Irgendwann war Stille.
Ich schwankte durch den Raum, doch niemand trat mir entgegen. Ich sah Blut und Körper, die sich am Boden wanden. Ich hörte Weinen. Ich hörte Stöhnen.
Ich sah an mir herab und überall an mir war Blut.
Ich weiß es noch, als wäre es gestern gewesen, wie ich den Blick in die Runde schweifen ließ. Nirgends verweilte ich, doch ich spürte mit jeder Faser und sah es in jedem Blick: Der Blutdurst war verschwunden, denn ich hatte ihnen Blut im Überfluss gegeben.

Ja, meine Lieben, kaum zu glauben, dass mich dieses Erlebnis geprägt hat, nicht wahr? Ich hoffe, Ihr seht mir die Ironie nach. Und ja, mein Leben veränderte sich nach diesem Tag, als ich inmitten meiner Klassenkameraden zusammenbrach und sich dennoch niemand traute, mir auch nur nahezukommen.

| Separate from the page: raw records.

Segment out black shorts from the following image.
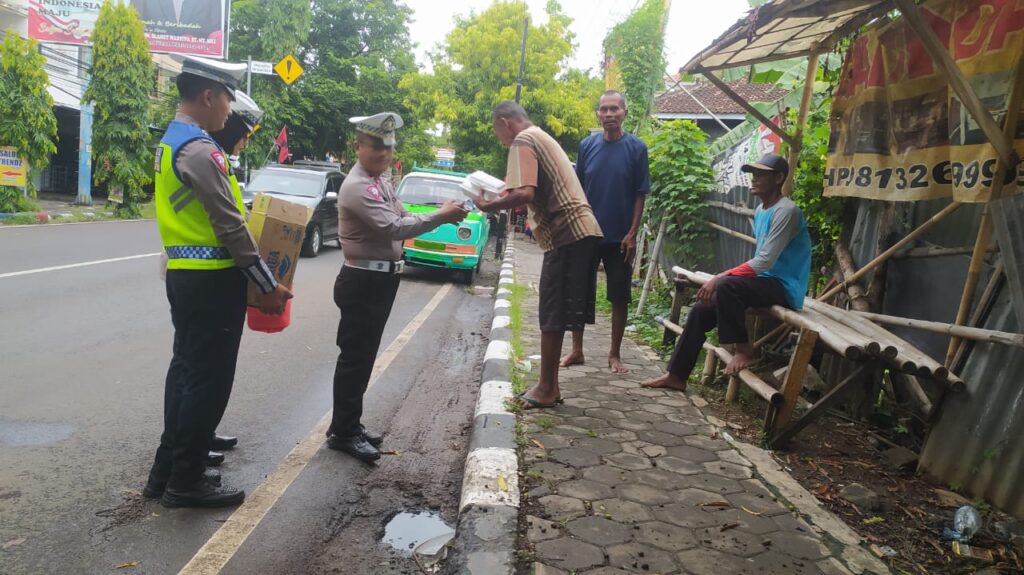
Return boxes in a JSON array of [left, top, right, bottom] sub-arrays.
[[598, 242, 633, 305], [539, 236, 600, 333]]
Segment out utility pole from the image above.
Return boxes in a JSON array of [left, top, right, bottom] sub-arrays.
[[75, 45, 93, 206], [498, 16, 529, 258]]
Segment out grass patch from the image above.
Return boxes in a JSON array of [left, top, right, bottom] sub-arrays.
[[508, 282, 528, 396]]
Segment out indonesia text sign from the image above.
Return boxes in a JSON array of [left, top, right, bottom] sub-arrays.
[[28, 0, 228, 58], [0, 147, 27, 188], [825, 0, 1024, 202]]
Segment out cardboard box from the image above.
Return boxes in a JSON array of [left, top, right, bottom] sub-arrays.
[[246, 193, 313, 306]]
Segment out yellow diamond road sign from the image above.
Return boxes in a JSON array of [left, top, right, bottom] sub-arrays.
[[274, 55, 303, 85]]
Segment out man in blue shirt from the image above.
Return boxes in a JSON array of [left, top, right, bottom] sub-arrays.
[[642, 153, 811, 391], [560, 90, 651, 373]]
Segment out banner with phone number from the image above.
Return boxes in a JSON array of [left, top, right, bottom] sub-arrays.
[[825, 0, 1024, 202]]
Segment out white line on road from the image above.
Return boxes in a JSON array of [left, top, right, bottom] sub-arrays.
[[177, 283, 454, 575], [0, 253, 161, 279]]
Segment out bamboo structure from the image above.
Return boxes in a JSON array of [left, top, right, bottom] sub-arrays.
[[852, 310, 1024, 348]]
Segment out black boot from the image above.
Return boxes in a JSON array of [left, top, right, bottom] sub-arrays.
[[143, 469, 222, 499], [160, 480, 245, 508], [211, 434, 238, 451], [326, 433, 380, 463], [360, 425, 383, 448]]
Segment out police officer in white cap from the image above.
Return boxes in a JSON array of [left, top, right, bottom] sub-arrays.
[[326, 112, 468, 462], [145, 57, 291, 508]]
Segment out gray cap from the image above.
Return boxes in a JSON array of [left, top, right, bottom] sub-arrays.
[[177, 55, 247, 97], [350, 112, 404, 146]]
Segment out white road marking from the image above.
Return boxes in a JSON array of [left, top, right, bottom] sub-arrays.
[[0, 253, 161, 279], [177, 283, 454, 575]]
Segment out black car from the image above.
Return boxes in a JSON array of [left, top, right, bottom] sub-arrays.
[[243, 164, 344, 257]]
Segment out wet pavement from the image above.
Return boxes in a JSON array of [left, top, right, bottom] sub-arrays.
[[512, 240, 881, 575]]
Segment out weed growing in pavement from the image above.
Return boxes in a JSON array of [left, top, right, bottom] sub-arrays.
[[526, 468, 543, 481], [508, 282, 528, 396], [534, 415, 555, 432], [513, 420, 529, 450]]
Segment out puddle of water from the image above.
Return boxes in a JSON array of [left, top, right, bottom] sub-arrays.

So wild der Kampf auch gewesen war: Er hatte niemandem das Leben gekostet, auch wenn mehrere andere, so wie ich auch, Wochen in Krankenlagern verbringen mussten. Und bis heute hat niemand der Beteiligten Zeugnis über die Vorfälle an jenem Tag abgelegt. Es blieb unser Geheimnis.

Und was daran hat mein Leben nun verändert, wollt ihr wissen? Nun, das Offensichtliche zuerst: Niemand wollte sich noch einmal mit mir anlegen.
Kein Wunder, nicht wahr?
Aber dass Koron und ich wenige Wochen später einen Burgfrieden schlossen und kurze Zeit darauf damit begannen, echte Freunde zu werden, das hätte niemand ahnen können.
Die Schikanen und Gewaltätigkeiten gegenüber Schwächeren verschwanden nach und nach, denn meist genügte ein Blick von mir, um jedem den Spaß zu rauben. Und Nein, es wurde nie wieder ein Kind in diesem Klassenzimmer gebrochen.